There are other English writers who have “arrived” during the past half-dozen years—a sufficient number, indeed, to make us feel that there must be some deep-seated cause for the comparatively slow progress which our own literature has made in the same time.

It is no easy matter to fairly estimate the literary worth of writers who have been before the public such a short time, especially when we take into consideration the wide difference in personal tastes, and therefore I have sought the aid of a number of critical and learned friends in the preparation of a list of writers which I confess is not exactly the one that I would print had I consulted only my own personal tastes.

This is the list which I offer as a result of many consultations with people who are supposed to understand the subject: J. M. Barrie, Mrs. Humphry Ward, Hall Caine, Rudyard Kipling, Conan Doyle, Barry Paine, J. K. Jerome, I. Zangwill, Marie Corelli, Quiller Couch, S. R. Crockett, Sarah Grand, Beatrice Harraden, Anthony Hope, and Stanley J. Weyman—fifteen in all besides Mr. Du Maurier.

From this catalogue of talent and genius it is possible to select ten whose position in letters is assured, although tastes will differ as to the names on the last end of the list.

Now let us see how many writers have been raised to maturity in the carefully watched and over-cultivated magazine soil during the same period of time—say half a dozen years. Can we point to sixteen, or ten, or even five who have made their way into the great white light within that time?

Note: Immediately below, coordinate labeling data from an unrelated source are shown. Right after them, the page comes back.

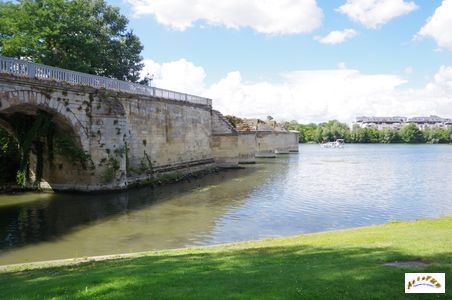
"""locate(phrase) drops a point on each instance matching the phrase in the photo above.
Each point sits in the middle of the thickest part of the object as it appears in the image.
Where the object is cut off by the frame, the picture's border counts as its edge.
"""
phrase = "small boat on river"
(339, 143)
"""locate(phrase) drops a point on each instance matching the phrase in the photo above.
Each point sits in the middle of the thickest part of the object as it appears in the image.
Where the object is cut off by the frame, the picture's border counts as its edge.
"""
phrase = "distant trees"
(333, 130)
(89, 36)
(411, 134)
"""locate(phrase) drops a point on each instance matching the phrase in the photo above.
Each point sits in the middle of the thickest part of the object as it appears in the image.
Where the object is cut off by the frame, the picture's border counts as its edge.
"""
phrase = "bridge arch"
(56, 157)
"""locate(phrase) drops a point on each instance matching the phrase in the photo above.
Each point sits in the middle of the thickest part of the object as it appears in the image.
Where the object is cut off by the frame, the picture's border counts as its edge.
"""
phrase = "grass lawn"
(345, 264)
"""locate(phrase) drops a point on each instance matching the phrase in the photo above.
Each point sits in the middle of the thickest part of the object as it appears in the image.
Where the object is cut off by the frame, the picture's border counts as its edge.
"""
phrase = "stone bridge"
(131, 134)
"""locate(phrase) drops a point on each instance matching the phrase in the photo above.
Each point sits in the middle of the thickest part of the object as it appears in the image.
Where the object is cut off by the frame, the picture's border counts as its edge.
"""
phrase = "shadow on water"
(52, 216)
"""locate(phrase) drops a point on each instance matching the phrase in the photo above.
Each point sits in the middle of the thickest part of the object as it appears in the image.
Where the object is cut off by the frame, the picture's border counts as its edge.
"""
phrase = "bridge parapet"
(32, 70)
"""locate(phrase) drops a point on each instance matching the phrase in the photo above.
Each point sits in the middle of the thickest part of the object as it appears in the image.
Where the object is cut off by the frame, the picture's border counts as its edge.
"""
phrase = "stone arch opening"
(51, 154)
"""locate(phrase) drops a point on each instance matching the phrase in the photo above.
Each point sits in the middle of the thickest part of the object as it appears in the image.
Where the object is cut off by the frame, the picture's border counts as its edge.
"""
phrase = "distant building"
(429, 122)
(398, 122)
(381, 122)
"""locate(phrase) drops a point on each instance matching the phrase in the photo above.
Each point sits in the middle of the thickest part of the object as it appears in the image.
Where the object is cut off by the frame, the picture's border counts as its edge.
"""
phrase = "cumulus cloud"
(180, 75)
(374, 13)
(269, 16)
(314, 95)
(439, 26)
(336, 36)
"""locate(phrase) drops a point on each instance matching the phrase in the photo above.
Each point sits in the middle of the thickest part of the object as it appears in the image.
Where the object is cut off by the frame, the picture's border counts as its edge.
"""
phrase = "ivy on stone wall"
(38, 134)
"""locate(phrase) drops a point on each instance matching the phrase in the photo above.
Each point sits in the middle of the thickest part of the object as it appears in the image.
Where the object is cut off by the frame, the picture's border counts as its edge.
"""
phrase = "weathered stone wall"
(295, 141)
(265, 144)
(271, 143)
(167, 136)
(130, 138)
(224, 142)
(247, 147)
(84, 115)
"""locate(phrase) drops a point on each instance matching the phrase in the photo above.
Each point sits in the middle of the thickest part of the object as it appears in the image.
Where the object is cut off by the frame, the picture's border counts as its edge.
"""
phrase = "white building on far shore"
(399, 122)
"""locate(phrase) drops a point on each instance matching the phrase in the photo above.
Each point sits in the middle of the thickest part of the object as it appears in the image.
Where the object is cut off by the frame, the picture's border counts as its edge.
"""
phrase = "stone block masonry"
(130, 139)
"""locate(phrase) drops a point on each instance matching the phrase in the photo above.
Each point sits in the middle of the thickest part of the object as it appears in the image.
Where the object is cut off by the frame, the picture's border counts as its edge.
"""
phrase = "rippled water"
(315, 190)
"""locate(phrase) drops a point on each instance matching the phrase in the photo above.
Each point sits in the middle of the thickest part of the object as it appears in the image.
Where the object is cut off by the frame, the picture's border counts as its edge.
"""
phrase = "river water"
(314, 190)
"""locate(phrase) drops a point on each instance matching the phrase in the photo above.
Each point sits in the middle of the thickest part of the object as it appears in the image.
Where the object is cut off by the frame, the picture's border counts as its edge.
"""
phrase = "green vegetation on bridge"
(346, 264)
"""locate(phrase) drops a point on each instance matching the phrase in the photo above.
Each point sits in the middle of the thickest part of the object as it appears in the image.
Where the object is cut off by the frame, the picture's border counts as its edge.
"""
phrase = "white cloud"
(180, 75)
(409, 70)
(315, 95)
(268, 16)
(374, 13)
(336, 36)
(439, 26)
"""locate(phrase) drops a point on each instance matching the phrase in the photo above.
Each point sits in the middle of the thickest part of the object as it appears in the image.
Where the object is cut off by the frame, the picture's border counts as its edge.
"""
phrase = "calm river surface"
(315, 190)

No; we have precisely one writer to show as the fruit of American literary endeavor during six years, and that writer is a woman who has confined herself—and wisely, too, I suspect—to the portrayal of life and character among the New England hills and villages. A narrow field, it may be said, but she has surveyed it with the true artistic eye, and at her touch it has yielded truthful, appreciative, honest literature—stories with an underlying note of sadness that rings true as steel and is a bit of the very essence of rural New England life. Of course this writer is in an enviable position because she enjoys all the advantages of magazine authorship and the prestige which accompanies it, and is, to all practical purposes, exempt from the ordeal of the pruning-hook to which other authors are obliged to submit. I do not say this in disparagement of her great talents; I only mean to say that her stories all lie within the necessary magazine limitations, and she can write to the very top of her bent without getting within gunshot of the barbed-wire fences which restrict the endeavors of authors whose natural impulse it is to work in the deeper and broader strata of humanity.

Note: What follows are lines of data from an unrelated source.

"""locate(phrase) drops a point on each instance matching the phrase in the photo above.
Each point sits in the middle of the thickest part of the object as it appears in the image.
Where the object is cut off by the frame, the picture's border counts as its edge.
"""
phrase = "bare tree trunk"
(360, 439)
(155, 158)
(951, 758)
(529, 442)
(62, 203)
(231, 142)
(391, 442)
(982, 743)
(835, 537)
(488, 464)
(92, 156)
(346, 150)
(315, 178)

I do not deny that there are several bright and clever young men and women who have done excellent literary work in the magazines and will undoubtedly live to do even better in the future. I know of two or three who are, according to my way of thinking, better entitled to mention than some of the English authors whom I have named; but the woman whom I have in mind is the one recent acquisition to American letters, who draws truthful pictures from a proper point of view, writes fully as well to-day as she did six years ago, and has, moreover, given us one good novel. I do not know of a single other bright young American writer—and very clever some of them are, too—of whom nearly as much as this can be fairly said.

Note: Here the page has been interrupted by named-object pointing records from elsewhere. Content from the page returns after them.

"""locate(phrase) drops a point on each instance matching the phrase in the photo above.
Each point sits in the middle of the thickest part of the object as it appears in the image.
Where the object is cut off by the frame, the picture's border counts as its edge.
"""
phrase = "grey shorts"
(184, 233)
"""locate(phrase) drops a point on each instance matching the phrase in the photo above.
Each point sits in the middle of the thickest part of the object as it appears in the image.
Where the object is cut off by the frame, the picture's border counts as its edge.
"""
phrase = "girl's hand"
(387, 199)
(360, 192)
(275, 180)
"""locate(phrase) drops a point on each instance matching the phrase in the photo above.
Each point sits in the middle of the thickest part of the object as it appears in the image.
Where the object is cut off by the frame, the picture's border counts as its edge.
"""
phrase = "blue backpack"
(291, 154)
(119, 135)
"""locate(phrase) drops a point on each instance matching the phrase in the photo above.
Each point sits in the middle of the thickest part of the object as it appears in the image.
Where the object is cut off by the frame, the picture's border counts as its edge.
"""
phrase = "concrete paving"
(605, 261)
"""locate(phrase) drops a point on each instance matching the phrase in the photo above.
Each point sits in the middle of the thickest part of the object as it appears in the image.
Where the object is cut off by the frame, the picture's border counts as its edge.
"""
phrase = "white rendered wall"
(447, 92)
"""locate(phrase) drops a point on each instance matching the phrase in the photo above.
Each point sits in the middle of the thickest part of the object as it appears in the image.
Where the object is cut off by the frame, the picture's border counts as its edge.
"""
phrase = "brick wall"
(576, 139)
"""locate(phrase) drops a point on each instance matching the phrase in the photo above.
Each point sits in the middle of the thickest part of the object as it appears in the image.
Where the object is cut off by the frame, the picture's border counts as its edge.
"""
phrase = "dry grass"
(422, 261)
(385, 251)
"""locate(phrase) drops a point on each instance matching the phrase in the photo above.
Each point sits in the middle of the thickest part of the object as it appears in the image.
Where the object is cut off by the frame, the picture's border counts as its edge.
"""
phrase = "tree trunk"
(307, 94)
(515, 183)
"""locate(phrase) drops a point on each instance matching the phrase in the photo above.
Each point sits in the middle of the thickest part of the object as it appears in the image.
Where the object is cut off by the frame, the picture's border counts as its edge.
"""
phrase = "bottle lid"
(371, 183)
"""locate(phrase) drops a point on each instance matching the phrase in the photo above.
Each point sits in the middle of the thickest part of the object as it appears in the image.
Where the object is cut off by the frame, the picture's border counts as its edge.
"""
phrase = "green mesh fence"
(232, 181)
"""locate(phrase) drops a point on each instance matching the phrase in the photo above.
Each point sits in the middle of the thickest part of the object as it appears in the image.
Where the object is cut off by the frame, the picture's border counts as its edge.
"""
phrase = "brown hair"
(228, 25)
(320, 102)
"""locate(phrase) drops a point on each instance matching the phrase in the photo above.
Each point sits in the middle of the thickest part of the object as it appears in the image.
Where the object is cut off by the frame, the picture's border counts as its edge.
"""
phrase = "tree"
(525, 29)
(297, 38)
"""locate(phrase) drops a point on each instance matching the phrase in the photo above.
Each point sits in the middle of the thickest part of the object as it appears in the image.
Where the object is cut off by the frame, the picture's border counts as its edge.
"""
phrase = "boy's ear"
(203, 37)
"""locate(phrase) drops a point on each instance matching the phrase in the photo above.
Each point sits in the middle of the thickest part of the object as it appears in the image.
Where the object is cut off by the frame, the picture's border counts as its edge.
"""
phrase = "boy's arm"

If the names of Hamlin Garland or Edward Bellamy occur to any of my readers it should be remembered that they sprang up by the wayside and are not the product of the rich magazine soil.

In bringing my modest preachment to a close, it is with a hope that my readers will pardon any errors of humor into which I may have fallen, or at least find in them a reasonable excuse for my effrontery in offering advice while I am still under ninety-seven years of age. I hope that I have done full justice to the established literary dynasty which began with Robert Bonner and of which Mr. Johnson is now the acknowledged head.

And let my last word be one of thankfulness because that dynasty has at least kept our national literature clean—as clean as a whistle or a pipe-stem.